Overview
- Status: Closed

Service
- Type: V/Line passenger service

History
- Commenced: 1888
- Opened: 11 September 1889
- Closed: 2 February 1947 (Eureka to Buninyong) 1 December 1986

Technical
- Line length: 11 km (6.8 mi)

= Buninyong railway line =

Former railway line in Victoria, Australia

The Buninyong Line (also known as "Bunny Hop Line", or simply "The Bunny") was a Victorian Railways (Australia) branch line, which ran south from Ballarat to the nearby town of Buninyong. The line branched from the main Melbourne – Ballarat railway at Ballarat East station and was 11 km long. The line was opened on 11 September 1889, with traffic commencing the following day.
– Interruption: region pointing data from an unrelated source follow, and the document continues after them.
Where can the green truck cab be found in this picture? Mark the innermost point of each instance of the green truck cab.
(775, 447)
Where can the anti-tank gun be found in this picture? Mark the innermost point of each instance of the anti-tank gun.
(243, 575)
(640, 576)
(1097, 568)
Passenger services on the line ceased in November 1930, and the section from Eureka to Buninyong was closed on 2 February 1947, leaving only a short branch to Eureka, which closed on 1 December 1986.

==Stations==

===1890===
In the 1890s, the stations on the line were as follows:
- Ballarat
- Ballarat East
- Eureka
- Canadian
- Mount Clear
- Buninyong

===1900===
Additional stations were added in the early 1900s.
- Ballarat
- Ballarat East
- Eureka
- Spencer Crossing
- Canadian (originally named Butts)
- Mount Clear
- Mount Helen
- Buninyong

===1910–1930===
During this period, stations were added and/or renamed. On 24 November 1930, the Buninyong line was closed to passenger traffic and mixed trains. Goods trains continued to run as required.
- Ballarat
- Ballarat East
- Eureka
- York Street
- Levy
- Canadian
- Mount Clear
- Reid
- Mount Helen
- Buninyong

===1930–1947===
During the 1940s, five stations were closed, and the line continued to be used for goods traffic until 1947. Tenders for the removal and disposal of station buildings at Mount Helen and Canadian were called for in January 1932. The last remaining building after that was the stationmaster's cottage at Buninyong.
- Ballarat
- Ballarat East
- Eureka
- Canadian
- Buninyong

During World War II, an army camp was established at Buninyong, which resulted in a temporary increase in good services to one per day

===1947–1986===
During this time, the station and sidings at Eureka were the only part of the line still open. That section was officially closed on 1 December 1986.